NEW YORK—The New York City Council committee on transportation held a public hearing on Wednesday to introduce two bills: one to enact more severe penalties against hit-and-run drivers and the other to require warning signs, posted in the city’s taxi and livery cabs, of the penalties for assaulting drivers. 

Current state laws penalize those who drive while intoxicated more severely than those who flee the scene of a traffic accident.

The stiffer penalties would act as a further deterrent for drivers who might shirk their responsibility, said committee member Jimmy Van Bramer.

Currently, for drivers who leave the scene of an accident without reporting it, the maximum penalty is $5,000. 

The civil penalties are in addition to any criminal penalties the driver may incur.

Taxi Driver Assaults 

Another bill discussed at the hearing would require all taxi and livery cabs to post warning signs of penalties for assaulting a driver. Depending on the type and degree of assault, the accused would be faced with up to 25 years in prison.

The current draft of the bill states that the requirement applies to “every owner of a taxicab and for-hire vehicle.” 

Chair of the Taxi and Limousine Commission (TLC), Meera Joshi testified at the hearing, saying that she wishes to change the language in the bill to explicitly include the requirement for vans as well, not just cabs.


Joshi agreed with committee member Carlos Menchaca’s suggestion that a digital sign be placed on display screens inside the cabs as well.

Last month, two livery cab drivers were shot and killed in the Bronx.
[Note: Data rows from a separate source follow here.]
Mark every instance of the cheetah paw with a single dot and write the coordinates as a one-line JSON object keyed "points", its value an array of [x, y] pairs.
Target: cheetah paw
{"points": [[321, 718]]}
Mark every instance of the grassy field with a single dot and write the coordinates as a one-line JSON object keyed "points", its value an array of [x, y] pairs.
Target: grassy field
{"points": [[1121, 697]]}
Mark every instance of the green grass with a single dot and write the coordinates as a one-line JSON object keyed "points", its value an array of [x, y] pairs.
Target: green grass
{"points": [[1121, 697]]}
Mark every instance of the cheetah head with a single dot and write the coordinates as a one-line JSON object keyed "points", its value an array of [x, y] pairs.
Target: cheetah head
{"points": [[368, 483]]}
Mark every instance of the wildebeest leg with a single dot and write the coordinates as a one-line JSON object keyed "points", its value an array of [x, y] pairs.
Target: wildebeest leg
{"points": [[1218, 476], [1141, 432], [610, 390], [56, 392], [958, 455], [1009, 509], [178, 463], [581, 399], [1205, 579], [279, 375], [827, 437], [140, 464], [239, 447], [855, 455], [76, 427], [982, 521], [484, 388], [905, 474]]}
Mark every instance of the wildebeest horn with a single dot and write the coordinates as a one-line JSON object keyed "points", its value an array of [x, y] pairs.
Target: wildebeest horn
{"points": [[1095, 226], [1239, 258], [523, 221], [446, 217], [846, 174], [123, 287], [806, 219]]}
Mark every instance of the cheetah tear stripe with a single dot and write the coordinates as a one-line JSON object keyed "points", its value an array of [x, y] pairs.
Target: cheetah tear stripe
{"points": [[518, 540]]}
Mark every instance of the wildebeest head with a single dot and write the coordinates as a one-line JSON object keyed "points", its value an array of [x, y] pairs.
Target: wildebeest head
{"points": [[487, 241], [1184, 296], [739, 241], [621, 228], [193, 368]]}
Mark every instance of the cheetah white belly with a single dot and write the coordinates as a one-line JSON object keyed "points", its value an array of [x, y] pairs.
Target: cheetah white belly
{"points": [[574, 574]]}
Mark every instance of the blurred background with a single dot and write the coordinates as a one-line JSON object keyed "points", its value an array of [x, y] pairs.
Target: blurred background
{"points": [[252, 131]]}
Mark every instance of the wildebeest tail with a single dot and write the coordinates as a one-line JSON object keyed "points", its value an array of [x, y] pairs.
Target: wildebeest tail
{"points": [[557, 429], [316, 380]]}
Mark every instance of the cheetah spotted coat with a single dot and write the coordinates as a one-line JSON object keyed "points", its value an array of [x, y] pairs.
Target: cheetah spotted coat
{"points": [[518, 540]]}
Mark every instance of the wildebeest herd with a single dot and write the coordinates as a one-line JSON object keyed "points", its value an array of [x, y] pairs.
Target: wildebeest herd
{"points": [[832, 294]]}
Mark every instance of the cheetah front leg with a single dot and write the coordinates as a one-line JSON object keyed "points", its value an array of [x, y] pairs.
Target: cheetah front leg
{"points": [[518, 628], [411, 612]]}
In recent years, there have been numerous other incidents of physical attacks on cab drivers, including some that were hate crimes driven by anti-Muslim feelings toward the drivers. 

Committee member David Greenfield expressed concern about the hate-crime-related assaults and said he would look into ways to better track instances of verbal and physical harassment based on the driver’s ethnicity or religion. 

From the beginning of this year to Aug. 24, there have been a total of five felony charges and 38 misdemeanor charges for assaults on yellow and livery cab drivers, according to TLC chair Joshi.

Committee members were also concerned that the perpetrators would not receive due punishment upon arrest, and are considering revisions to the legislation or working with the police department and district attorneys to make sure assailants get convicted.

At the hearing, managing director of the League of Mutual Taxi Owners, Erhan Tuncel, suggested that assaults should carry mandatory jail sentences. 

Executive director of the New York City Taxi Workers Alliance, Bhairavi Desai emphasized that all vehicles within TLC should have the sign-posting requirement.